Apartment in the Trieste District

Apartment in the Trieste District

The apartment, which spans approximately eighty square metres, is located on the ground floor of an early 20th Century building in the Trieste district in Rome.

The presence of a considerably-sized load-bearing wall that runs through the entire property strongly affects its organisational layout, which consists of a central corridor that connects the various rooms: three large bedrooms, a kitchen, a bathroom and a utility room.

The goals of the project were to create a seamless and even space inspired by the idea of a loft, to optimise the service spaces, and to improve communication with the garden. The limitation posed by the load-bearing wall affected the new internal distribution, which continued to be governed by the central corridor which proves greatly modified; the eradication of doors, the continuity of the floor, the insertion of suspended ceilings and the uniformity of the wall colours, merging it with the other rooms of the home.

The entrance was redesigned to obtain a storage room on one side and a guest bathroom on the other. From here, you can perceive the presence of the living room which you access through two existing apertures in the load-bearing wall. The new living room, obtained by joining two rooms together, was treated like an open space, without any separation between the relaxation area, the dining area and the kitchen.

The kitchen, located near the garden, with which it communicates through a new aperture, was devised as an item of interior design featuring certain solutions that make it an integral part of the living room. On the opposite side of the corridor are the slumber quarters, which despite being devised in a spatial continuity with the remainder of the apartment, can have a more intimate and private dimension with the closing of two sliding doors, which isolate not just the bedroom but also a wardrobe area and a bathroom, which communicate with one another, and equipped with bespoke wardrobes in pale oak.

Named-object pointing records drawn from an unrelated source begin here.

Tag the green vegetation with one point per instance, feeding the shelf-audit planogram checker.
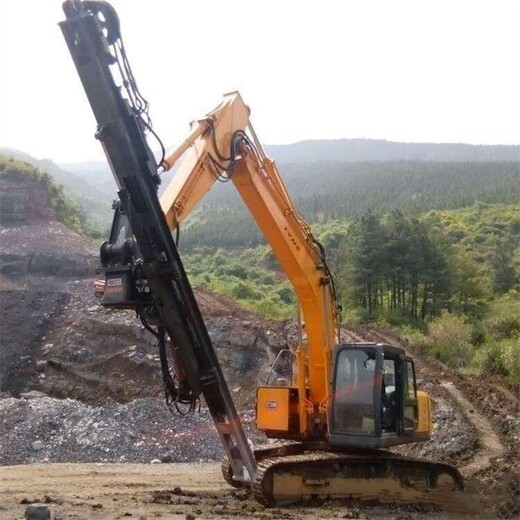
(449, 280)
(246, 277)
(327, 190)
(66, 210)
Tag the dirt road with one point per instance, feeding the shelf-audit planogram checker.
(166, 491)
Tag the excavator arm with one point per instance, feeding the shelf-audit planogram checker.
(224, 145)
(143, 269)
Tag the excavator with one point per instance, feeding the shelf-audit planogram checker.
(334, 408)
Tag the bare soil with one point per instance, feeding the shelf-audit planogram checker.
(169, 491)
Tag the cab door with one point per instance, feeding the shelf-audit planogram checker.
(410, 412)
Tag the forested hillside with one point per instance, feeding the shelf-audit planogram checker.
(332, 190)
(92, 196)
(360, 150)
(58, 204)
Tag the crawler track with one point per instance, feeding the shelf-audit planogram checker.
(374, 477)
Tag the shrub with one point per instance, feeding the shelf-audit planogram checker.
(450, 339)
(503, 319)
(501, 357)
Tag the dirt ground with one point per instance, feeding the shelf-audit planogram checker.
(166, 491)
(72, 348)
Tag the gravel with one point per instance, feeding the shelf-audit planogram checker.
(45, 429)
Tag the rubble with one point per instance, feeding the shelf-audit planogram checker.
(46, 429)
(38, 512)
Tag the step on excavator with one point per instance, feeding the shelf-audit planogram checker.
(334, 408)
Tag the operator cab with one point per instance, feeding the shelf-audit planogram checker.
(374, 400)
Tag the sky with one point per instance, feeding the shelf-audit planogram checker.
(402, 70)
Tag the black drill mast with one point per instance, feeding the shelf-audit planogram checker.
(91, 29)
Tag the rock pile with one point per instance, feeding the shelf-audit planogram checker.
(45, 429)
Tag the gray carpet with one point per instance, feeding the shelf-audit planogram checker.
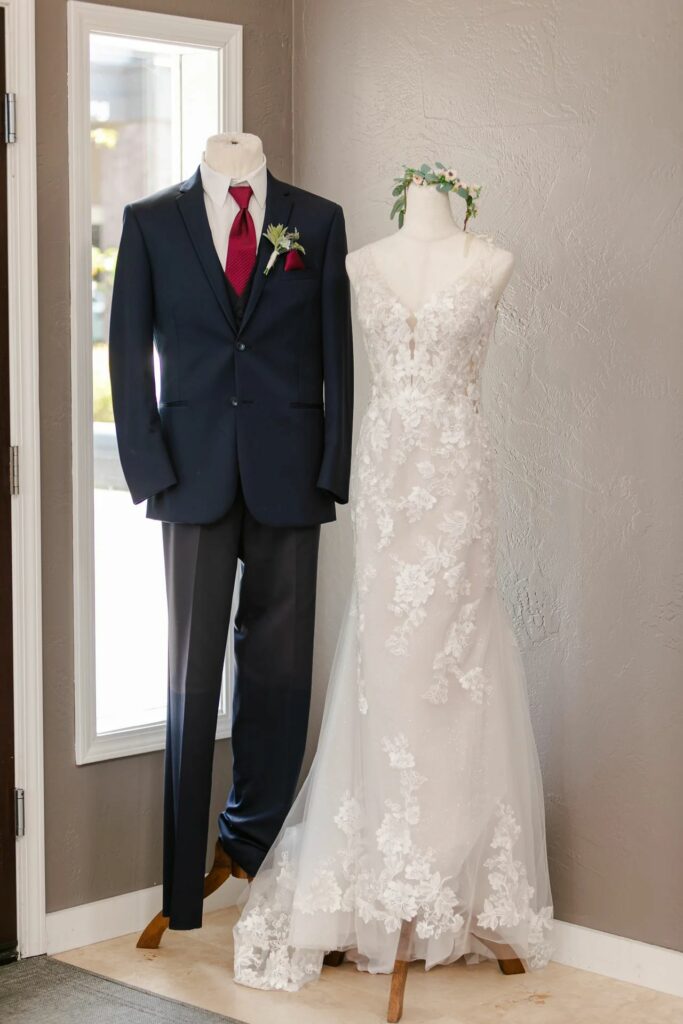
(45, 991)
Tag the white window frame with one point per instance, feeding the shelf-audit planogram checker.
(83, 19)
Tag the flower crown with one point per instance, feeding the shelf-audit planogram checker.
(444, 180)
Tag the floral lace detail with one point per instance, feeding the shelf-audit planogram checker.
(263, 957)
(424, 407)
(510, 901)
(373, 841)
(408, 887)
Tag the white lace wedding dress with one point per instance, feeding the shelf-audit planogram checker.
(424, 803)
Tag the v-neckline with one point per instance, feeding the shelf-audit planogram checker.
(416, 315)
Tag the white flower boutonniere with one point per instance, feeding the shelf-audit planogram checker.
(283, 241)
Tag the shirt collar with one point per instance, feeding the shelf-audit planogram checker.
(217, 184)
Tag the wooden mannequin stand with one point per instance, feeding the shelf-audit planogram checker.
(223, 866)
(509, 966)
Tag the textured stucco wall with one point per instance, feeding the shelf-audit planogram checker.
(91, 810)
(568, 114)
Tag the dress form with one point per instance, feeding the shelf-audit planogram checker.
(430, 252)
(233, 154)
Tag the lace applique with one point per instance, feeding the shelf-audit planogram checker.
(408, 887)
(510, 901)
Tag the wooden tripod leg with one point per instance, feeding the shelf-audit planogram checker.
(220, 871)
(335, 957)
(399, 975)
(396, 992)
(507, 965)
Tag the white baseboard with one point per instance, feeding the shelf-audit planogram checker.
(600, 952)
(107, 919)
(615, 956)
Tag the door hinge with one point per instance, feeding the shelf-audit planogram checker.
(19, 816)
(10, 117)
(13, 469)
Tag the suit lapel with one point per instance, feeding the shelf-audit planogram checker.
(193, 209)
(278, 208)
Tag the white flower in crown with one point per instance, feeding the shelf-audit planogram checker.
(283, 241)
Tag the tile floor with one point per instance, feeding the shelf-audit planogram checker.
(196, 968)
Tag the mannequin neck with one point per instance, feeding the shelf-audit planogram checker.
(236, 154)
(428, 215)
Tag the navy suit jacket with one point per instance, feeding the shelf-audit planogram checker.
(268, 402)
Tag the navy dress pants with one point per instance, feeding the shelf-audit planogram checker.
(273, 642)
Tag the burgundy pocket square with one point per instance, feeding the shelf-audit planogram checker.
(293, 261)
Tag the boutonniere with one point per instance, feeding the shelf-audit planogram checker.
(283, 241)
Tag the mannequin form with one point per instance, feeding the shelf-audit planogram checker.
(237, 451)
(430, 251)
(233, 154)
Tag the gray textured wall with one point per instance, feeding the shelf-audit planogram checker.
(567, 113)
(90, 809)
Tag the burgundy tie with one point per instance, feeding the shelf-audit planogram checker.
(242, 243)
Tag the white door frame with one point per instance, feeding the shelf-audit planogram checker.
(25, 432)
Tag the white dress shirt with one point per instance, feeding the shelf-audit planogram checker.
(221, 208)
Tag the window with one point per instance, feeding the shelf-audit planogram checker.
(145, 91)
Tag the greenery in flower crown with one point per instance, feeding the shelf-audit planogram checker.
(443, 179)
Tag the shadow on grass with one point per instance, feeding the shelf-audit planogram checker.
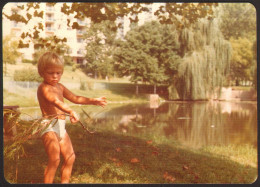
(114, 158)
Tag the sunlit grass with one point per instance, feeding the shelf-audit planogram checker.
(109, 157)
(243, 154)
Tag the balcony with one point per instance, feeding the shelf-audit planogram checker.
(81, 22)
(50, 8)
(49, 19)
(80, 32)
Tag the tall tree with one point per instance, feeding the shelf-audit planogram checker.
(238, 25)
(238, 20)
(242, 60)
(148, 54)
(205, 63)
(98, 12)
(10, 51)
(100, 46)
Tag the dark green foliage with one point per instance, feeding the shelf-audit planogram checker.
(148, 54)
(99, 48)
(27, 75)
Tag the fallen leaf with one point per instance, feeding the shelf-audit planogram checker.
(135, 160)
(185, 167)
(149, 141)
(168, 177)
(155, 153)
(113, 159)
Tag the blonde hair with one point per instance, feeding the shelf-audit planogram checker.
(47, 59)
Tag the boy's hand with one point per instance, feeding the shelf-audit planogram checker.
(74, 117)
(101, 101)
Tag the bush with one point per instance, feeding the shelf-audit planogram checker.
(27, 74)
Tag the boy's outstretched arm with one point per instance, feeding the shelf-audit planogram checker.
(101, 101)
(52, 97)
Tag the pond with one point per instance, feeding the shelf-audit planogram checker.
(195, 124)
(143, 143)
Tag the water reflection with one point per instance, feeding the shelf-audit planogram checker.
(195, 124)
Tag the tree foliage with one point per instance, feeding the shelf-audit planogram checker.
(242, 60)
(238, 25)
(100, 39)
(10, 50)
(238, 20)
(51, 43)
(148, 54)
(98, 12)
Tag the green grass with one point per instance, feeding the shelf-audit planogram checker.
(110, 157)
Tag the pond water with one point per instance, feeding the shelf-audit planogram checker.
(195, 124)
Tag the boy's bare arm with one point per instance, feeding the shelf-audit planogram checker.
(53, 97)
(83, 100)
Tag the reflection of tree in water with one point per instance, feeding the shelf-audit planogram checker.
(194, 124)
(202, 124)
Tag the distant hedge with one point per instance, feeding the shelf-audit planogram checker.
(27, 74)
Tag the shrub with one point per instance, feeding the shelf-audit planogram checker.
(27, 74)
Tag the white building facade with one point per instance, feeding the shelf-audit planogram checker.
(55, 22)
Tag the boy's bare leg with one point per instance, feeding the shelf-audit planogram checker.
(52, 148)
(69, 158)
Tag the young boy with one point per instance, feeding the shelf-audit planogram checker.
(50, 96)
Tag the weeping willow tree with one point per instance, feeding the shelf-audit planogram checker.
(205, 63)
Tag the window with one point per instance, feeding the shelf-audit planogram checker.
(80, 52)
(49, 27)
(80, 40)
(49, 17)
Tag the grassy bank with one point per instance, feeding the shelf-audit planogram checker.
(110, 157)
(28, 98)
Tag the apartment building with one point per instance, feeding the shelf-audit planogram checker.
(55, 22)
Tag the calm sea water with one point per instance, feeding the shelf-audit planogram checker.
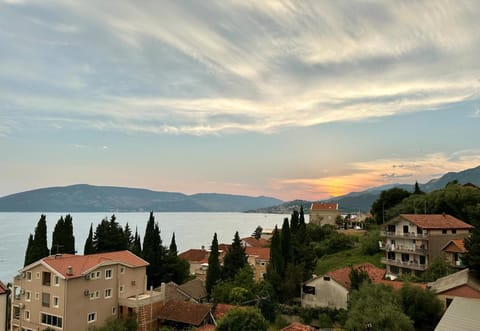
(192, 230)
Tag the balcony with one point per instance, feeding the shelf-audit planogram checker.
(405, 264)
(422, 250)
(412, 235)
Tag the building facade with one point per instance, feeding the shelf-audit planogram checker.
(75, 292)
(324, 213)
(412, 241)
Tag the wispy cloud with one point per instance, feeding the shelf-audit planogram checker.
(210, 67)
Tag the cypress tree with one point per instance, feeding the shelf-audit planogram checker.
(40, 247)
(235, 259)
(28, 252)
(89, 248)
(213, 271)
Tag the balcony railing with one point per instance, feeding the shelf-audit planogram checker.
(404, 234)
(402, 248)
(405, 264)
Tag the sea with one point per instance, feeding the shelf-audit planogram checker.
(192, 230)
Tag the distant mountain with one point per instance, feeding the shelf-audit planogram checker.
(362, 201)
(89, 198)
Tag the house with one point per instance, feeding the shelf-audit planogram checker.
(460, 284)
(324, 213)
(258, 258)
(76, 292)
(184, 314)
(411, 241)
(4, 293)
(254, 242)
(332, 289)
(461, 315)
(453, 251)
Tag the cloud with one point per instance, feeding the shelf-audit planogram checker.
(209, 68)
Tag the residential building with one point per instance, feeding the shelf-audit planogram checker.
(461, 315)
(75, 292)
(453, 251)
(460, 284)
(4, 293)
(258, 258)
(332, 289)
(324, 213)
(411, 241)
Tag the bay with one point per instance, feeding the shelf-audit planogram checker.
(192, 230)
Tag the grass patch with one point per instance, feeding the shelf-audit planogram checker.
(346, 258)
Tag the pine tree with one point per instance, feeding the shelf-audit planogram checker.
(235, 259)
(89, 248)
(214, 270)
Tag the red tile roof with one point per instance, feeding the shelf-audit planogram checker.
(3, 289)
(253, 242)
(221, 309)
(342, 276)
(436, 221)
(83, 263)
(324, 206)
(193, 254)
(262, 253)
(455, 246)
(184, 312)
(296, 326)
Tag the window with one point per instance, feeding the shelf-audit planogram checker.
(45, 299)
(46, 276)
(51, 320)
(91, 317)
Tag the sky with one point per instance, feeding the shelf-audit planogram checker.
(288, 99)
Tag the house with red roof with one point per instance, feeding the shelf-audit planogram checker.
(4, 293)
(412, 241)
(324, 213)
(332, 289)
(76, 292)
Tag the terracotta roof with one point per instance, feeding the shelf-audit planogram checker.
(83, 263)
(253, 242)
(193, 254)
(324, 206)
(455, 246)
(436, 221)
(3, 289)
(296, 326)
(195, 288)
(184, 312)
(342, 276)
(262, 253)
(221, 309)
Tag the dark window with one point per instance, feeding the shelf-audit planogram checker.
(309, 289)
(46, 278)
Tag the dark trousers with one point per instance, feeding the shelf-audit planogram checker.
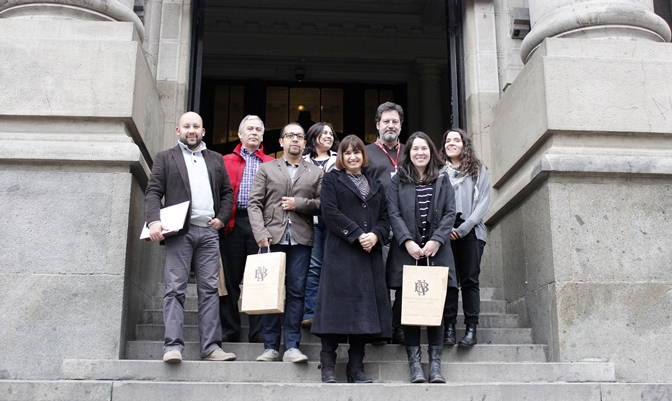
(434, 335)
(315, 271)
(467, 252)
(297, 263)
(198, 248)
(235, 248)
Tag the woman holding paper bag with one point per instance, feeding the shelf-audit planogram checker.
(421, 205)
(352, 298)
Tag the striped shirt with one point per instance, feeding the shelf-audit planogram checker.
(424, 193)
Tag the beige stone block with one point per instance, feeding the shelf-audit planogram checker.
(50, 317)
(628, 323)
(171, 20)
(26, 29)
(582, 86)
(104, 81)
(64, 222)
(167, 69)
(98, 82)
(612, 230)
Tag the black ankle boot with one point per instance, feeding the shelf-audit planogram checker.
(449, 337)
(398, 336)
(354, 370)
(469, 339)
(327, 364)
(414, 357)
(435, 353)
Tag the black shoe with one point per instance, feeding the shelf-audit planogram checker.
(414, 357)
(398, 337)
(435, 353)
(469, 339)
(449, 337)
(354, 370)
(328, 372)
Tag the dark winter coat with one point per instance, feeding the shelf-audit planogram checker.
(352, 297)
(404, 215)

The distribution corridor then ends in a room used as a study; a semi-private room, mediating between the home’s public and private areas, that opens out onto the garden and which is connected directly with the bedroom.

So after the renovation work, despite the structural limitations, thanks to the new relationships between the rooms, to a careful choice of colour palette and to the homogeneity of the materials used, a pleasant effect of brightness and expanding spaces was achieved.